Each day during our stay in South Africa, we are reminded that the nation is still very much affected by the legacy of apartheid. Communities remain largely segregated. Inequality, crime, and unemployment prevent previously marginalized areas from developing or their citizens from finding happier prospects. The leafy avenues of our Melville suburb are alarmingly empty day and night– the only sounds come from the guard dogs howling behind their barbed wire topped cement walls. Yet, when we drove yesterday through the poor neighborhood of Hillbrow, we passed countless adults and children alike aimless wandering on the broken concrete sidewalks. Boys no older than ten years old were sharing a joint on one street corner.
Racial segregation was a hallmark of apartheid legal policies.
Last week I sat down with Kenneth Lukuko, a senior project leader with the Institute for Justice and Reconciliation in Cape Town, who organizes community healing programs for victims of apartheid through dialogues, workshops, and other creative process. He enthusiastically talked about the projects that he organized between a historically black township and a historically colored township. But when I try to broach the subject of bridging the divide between black and white communities, he paused. He mentioned the documentaries that the IJR made about the perspectives of white students at Stellenbosch University, but nothing about dialogues or other cross-communal partnerships. Lukuko noticed my discomfort. For if a significant voice in today’s South Africa is left out of post-apartheid community healing projects, how much of an effect will such healing projects ever have?
South African students are not offered civics courses. History is not mandatory in high school, only for those who elect to take it. And when our tour guide at Robben Island asked our group of predominately South Africans if we knew how long Nelson Mandela was imprisoned, her question was met with awkward silence, shifting looks, and few tentative guesses.
Nelson Mandela spent 27 years in prison, of which 18 were spent in solitary confinement in this cell on Robben Island.
I understand why some South Africans are weary of concentrating on the past. Youth born after apartheid do not want to blamed, or punished, for the wrongs of those who came before them. Today’s South Africa faces it’s own dire issues – rampant domestic violence, widespread police abuses, slow economic growth, state bureaucratic failures, and far more. Some feel that it is pointless to waste time wrapped up in problems of the past, when the problems of the present demand undivided attention.

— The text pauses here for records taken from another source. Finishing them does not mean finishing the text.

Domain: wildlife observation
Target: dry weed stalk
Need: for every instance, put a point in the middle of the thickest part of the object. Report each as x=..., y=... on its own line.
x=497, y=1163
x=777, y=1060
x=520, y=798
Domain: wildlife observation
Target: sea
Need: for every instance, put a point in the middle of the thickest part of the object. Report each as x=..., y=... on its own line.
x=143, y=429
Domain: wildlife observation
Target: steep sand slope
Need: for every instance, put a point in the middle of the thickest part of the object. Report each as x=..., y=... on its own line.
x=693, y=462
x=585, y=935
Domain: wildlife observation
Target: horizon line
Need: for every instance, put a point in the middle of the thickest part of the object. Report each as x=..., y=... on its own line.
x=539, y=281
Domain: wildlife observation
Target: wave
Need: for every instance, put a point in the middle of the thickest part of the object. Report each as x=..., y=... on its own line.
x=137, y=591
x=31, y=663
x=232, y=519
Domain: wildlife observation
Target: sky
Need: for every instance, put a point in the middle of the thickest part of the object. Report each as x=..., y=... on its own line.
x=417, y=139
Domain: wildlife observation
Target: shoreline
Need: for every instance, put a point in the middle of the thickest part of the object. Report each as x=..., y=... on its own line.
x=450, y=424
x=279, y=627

People want action, not talk.
But devaluing history and civics will only harm tomorrow’s South Africa. History teaches a way of thinking. Understanding the past in its totality allows us to critically challenge our present-day situation and to pick up on the historical origins of worrisome current trends. Historical events are never inevitable; the actions of individuals, groups, and governments must be remembered and studied if they are to be repeated or avoided.
In South Africa, the past remains a highly contested narrative, subject to conflicting interpretations and competing claims for authenticity. It lives on through the political dominance of the African National Congress (ANC), whose liberation struggle credentials allow the party to win election after election even as South Africans tire of failed ANC campaign promises and endemic government corruption. It lives on in the ANC’s autocratic attempts, reminiscent of those of the apartheid-era ruling National Party, to delegitimize opposition politicians like the Democratic Alliance (DA)’s Helen Zille and to discredit their challengers’ own links to the anti-apartheid struggle. And it lives on in the Zuma administration’s crackdown on the independent media’s coverage of government misconduct, akin to prior apartheid-era media suppression.
Unless the study of past become a nationwide practice, competing narratives about the apartheid era and the anti-apartheid struggle will be passed down from generation to generation. South African visitors to Robben Island may continue not to answer their tour guide’s questions and the autocratic elements of the ANC may develop unchecked. History and civics must be fundamental elements of school curricula not to perpetuate a single historical narrative, but so that students can learn to challenge the various one-sided narratives that still pervade their society.